Bringing your dog to the national park
A dog's hunting instinct is quite natural
Anything that moves triggers a dog's very own hunting instinct. Very few can resist it. The hunting instinct is simply unavoidable, otherwise a dog would not be a dog. Naturally, a good upbringing counteracts this. But it is not obvious to a dog or a person how successful a "Heel!" command will be. A leash remains the only reliable protection for the wild animals. Red deer and fallow deer, wild boar, fox and hare, they all leave their traces for the dog's sensitive nose and are massively disturbed by dogs on the prowl. For example, when rearing their young in spring and summer. The well-hidden young animals or clutches are easy prey.
To protect the bird world
A dog taking a cool bath nearby or exploring the beach has devastating consequences for breeding and resting birds, especially if the "duck hunting" mode is suddenly activated. There is therefore no freedom for dogs in the national park's waters. This is where the domain of water birds begins.

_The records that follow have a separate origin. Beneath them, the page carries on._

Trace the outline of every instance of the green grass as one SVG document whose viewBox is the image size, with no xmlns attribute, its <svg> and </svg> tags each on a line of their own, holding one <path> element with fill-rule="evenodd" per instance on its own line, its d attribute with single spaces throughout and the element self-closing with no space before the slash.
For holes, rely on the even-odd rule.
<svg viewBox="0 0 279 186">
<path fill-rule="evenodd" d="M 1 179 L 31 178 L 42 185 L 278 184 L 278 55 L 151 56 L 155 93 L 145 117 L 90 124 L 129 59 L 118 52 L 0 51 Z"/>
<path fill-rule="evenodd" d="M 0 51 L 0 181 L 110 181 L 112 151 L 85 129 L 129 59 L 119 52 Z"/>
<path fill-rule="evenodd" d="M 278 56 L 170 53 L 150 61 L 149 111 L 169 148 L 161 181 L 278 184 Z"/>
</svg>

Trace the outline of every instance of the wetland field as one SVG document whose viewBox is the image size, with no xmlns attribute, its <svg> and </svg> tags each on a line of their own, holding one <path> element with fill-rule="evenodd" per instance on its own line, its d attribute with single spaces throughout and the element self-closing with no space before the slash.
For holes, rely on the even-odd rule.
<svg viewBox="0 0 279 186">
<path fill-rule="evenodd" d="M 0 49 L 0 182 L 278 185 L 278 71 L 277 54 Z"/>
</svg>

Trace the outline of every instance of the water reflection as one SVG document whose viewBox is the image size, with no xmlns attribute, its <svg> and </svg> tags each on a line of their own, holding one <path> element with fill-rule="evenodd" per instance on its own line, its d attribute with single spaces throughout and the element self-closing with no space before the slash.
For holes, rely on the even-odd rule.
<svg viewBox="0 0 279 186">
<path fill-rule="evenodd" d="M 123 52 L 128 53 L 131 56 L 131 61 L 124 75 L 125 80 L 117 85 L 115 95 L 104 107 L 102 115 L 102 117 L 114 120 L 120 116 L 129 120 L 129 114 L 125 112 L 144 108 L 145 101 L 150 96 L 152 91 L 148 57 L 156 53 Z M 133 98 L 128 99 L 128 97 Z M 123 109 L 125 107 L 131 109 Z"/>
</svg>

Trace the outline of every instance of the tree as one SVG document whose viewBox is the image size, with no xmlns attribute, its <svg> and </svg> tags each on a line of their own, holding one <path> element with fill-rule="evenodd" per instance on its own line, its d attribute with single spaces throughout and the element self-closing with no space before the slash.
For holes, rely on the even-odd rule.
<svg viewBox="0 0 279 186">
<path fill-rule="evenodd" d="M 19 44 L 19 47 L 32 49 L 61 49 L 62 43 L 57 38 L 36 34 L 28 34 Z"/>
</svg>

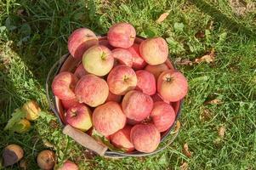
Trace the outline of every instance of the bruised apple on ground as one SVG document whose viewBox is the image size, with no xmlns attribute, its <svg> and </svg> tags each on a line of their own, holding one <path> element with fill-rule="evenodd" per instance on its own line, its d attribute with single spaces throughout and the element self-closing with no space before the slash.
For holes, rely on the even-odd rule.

Winter rest for deer and stag
In autumn, it's not only resting birds that need maximum energy reserves to fly on, the mating season of the deer also uses up all their reserves. Every sprint to escape uses up a lot of strength and always has consequences, all year round, especially when the animals are in hibernation.
For some non-dog-loving two-legged national park guests, the free-roaming four-legged friend can also cause stress. Not everyone likes to play on their get-away to the countryside and some nature lovers prefer to enjoy the sanderlings on the drift line. Rex and friends can't help it - whoever is on the other end of the lead is responsible.
Last but not least: Please no poop bags in the protected area
With the dog on the path and on a leash, there is nothing to prevent you visiting the Baltic Sea, the Darsswald forest or the Bodden. The dog's leftovers are best disposed of away from the path without using a bag. If a bag is used, it has no place in the protected area.